Human dihydroorotate dehydrogenase (DHODH) is a viable target for the development of therapeutics to treat cancer and immunological diseases, such as rheumatoid arthritis (RA), psoriasis and multiple sclerosis (MS).
The authors designed and synthesized a series of acrylamide-based novel DHODH inhibitors as potential RA treatment agents. 2-Acrylamidobenzoic acid analog 11 was identified as the lead compound for structure-activity relationship (SAR) studies. The replacement of the phenyl group with naphthyl moieties improved inhibitory activity significantly to double-digit nanomolar range. Further structure optimization revealed that an acrylamide with small hydrophobic groups (Me, Cl or Br) at the 2-position was preferred. Moreover, adding a fluoro atom at the 5-position of the benzoic acid enhanced the potency. The optimization efforts led to potent compounds 42 and 53?55 with IC50 values of 41, 44, 32, and 42 nmol/L, respectively.

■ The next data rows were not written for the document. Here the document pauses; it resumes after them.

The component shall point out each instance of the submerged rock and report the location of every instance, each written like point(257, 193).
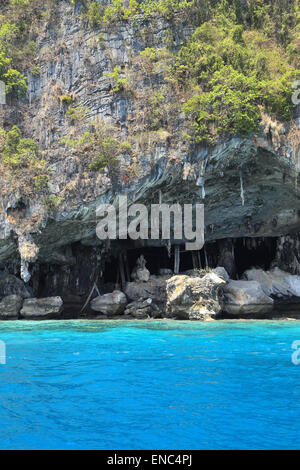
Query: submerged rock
point(110, 304)
point(194, 298)
point(275, 282)
point(10, 307)
point(11, 285)
point(50, 307)
point(246, 298)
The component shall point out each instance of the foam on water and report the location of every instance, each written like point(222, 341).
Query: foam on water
point(149, 385)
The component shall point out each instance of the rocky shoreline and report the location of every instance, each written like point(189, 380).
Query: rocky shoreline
point(196, 295)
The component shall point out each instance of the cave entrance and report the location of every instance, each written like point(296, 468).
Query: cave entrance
point(254, 253)
point(156, 258)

The most potent compound 54 also displayed favorable pharmacokinetic (PK) profiles and encouraging in vivo anti-arthritic effects in a dose-dependent manner.
Source:
Journal reference:
Zeng, F, et al. (2021) Design, synthesis, molecular modeling, and biological evaluation of acrylamide derivatives as potent inhibitors of human dihydroorotate dehydrogenase for the treatment of rheumatoid arthritis. Acta Pharmaceutica Sinica B. doi.org/10.1016/j.apsb.2020.10.008.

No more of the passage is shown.